The minister was among those who attended Monday morning’s Community Workshop Celebrating the Life & Legacy of the Rev. Dr. Martin Luther King Jr. at First Presbyterian Church, 201 Wick Ave., near downtown.
Sponsoring the three-hour gathering was the Martin Luther King Planning Committee of Mahoning County. Its theme was “Remembering What is Civil and Doing What is Right: An Examination of Institutionalized Racism.”
The keynote speaker was the Rev. DeVante Hudson of Lilburn, Ga., a 2011 Liberty High School graduate who grew up in Youngstown.
Despite racial progress that’s been made since King’s day, race remains an exceptionally difficult subject for many to discuss openly and honestly. Nevertheless, true justice is “love in action,” and any gathering that fails to produce constructive means to tackle institutionalized racism “just becomes another pep rally,” the Rev. Mr. Hudson explained.
When King came to Memphis, Tenn., in early 1968 to help the city’s 1,300 striking sanitation workers, he also was fighting for the rights of not just black workers, but those who were white and poor, he noted.
Institutionalized racism also is deeply entrenched in issues of class and ethics, and it affects everything from disparities in the health system to how many people worship each week in church, Mr. Hudson continued.
“Even some churches are more about their marketing strategies than their community programs,” he said.
Also part of the workshop were panel and roundtable discussions on criminal-justice and education reform, entrepreneurship and concerns of young people.
It’s important to keep in mind that those who go through the criminal-justice system should be treated with respect, said Patrick V. Kerrigan, executive director of the Oak Hill Collaborative on the South Side and a former Youngstown Municipal Court judge.

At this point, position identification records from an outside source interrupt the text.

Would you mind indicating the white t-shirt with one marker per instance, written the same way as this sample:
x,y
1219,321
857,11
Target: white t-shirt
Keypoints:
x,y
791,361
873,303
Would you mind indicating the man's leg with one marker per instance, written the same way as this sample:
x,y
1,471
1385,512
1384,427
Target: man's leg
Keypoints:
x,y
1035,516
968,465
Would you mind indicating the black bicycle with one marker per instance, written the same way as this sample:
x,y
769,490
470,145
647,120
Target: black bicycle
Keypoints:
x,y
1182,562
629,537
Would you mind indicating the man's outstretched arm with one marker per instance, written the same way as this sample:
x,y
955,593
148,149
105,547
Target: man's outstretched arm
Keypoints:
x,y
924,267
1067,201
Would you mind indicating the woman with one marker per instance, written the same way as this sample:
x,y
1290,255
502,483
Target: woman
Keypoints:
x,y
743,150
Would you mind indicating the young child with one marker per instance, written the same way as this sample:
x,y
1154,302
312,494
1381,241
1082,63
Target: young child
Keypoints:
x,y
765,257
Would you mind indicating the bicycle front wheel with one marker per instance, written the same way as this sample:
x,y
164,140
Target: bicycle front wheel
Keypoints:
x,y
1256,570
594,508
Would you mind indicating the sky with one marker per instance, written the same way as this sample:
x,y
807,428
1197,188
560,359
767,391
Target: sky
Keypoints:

Group members said greater awareness should be brought to bear on the ways that mental-health and drug problems plague many communities. They also expressed a desire to build stronger relations between police, the courts and communities.
Ben McGee, former Youngstown City Schools superintendent, discussed an initiative that could be implemented next fall that focuses on providing internships to high-school students. The program likely would assign interns to work with school social workers and/or attendance coordinators.
Omar Aslam, son of Jaladah Aslam, the Youngstown Warren Black Caucus’ president, recalled having attended Austintown Fitch High School during open enrollment, which changed the school’s racial composition. Consequently, certain teachers had difficulty relating to some of the black students, he said.
Also, many young people would like to see the end of means to criminalize schools, such as requiring students to bring clear book bags and pass through metal detectors.
It’s imperative that funding continue to be available to assist small, female-owned and minority businesses, and for people to “pull their money” from businesses that discriminate, said Jonathan Bentley, the city of Youngstown’s human-relations director.
Councilman Julius Oliver, D-1st, who also owns Kingly Hand Wash & Wax in Youngstown and Boardman, noted that young entrepreneurs should look within themselves to discover what they wish to pursue. What they learn in school doesn’t always provide what they need to be successful, he said.
“Don’t let anybody label you,” Oliver continued. “Don’t let anyone place markers on you saying, ‘This is what you should be.’”
Making additional remarks were state Sen. Joe Schiavoni of Boardman, D-33rd; state Rep. John Boccieri of Poland, D-59th; Penny Wells, executive director of Mahoning Valley Sojourn to the Past; and the Rev. Kenneth L. Simon, pastor of New Bethel Baptist Church.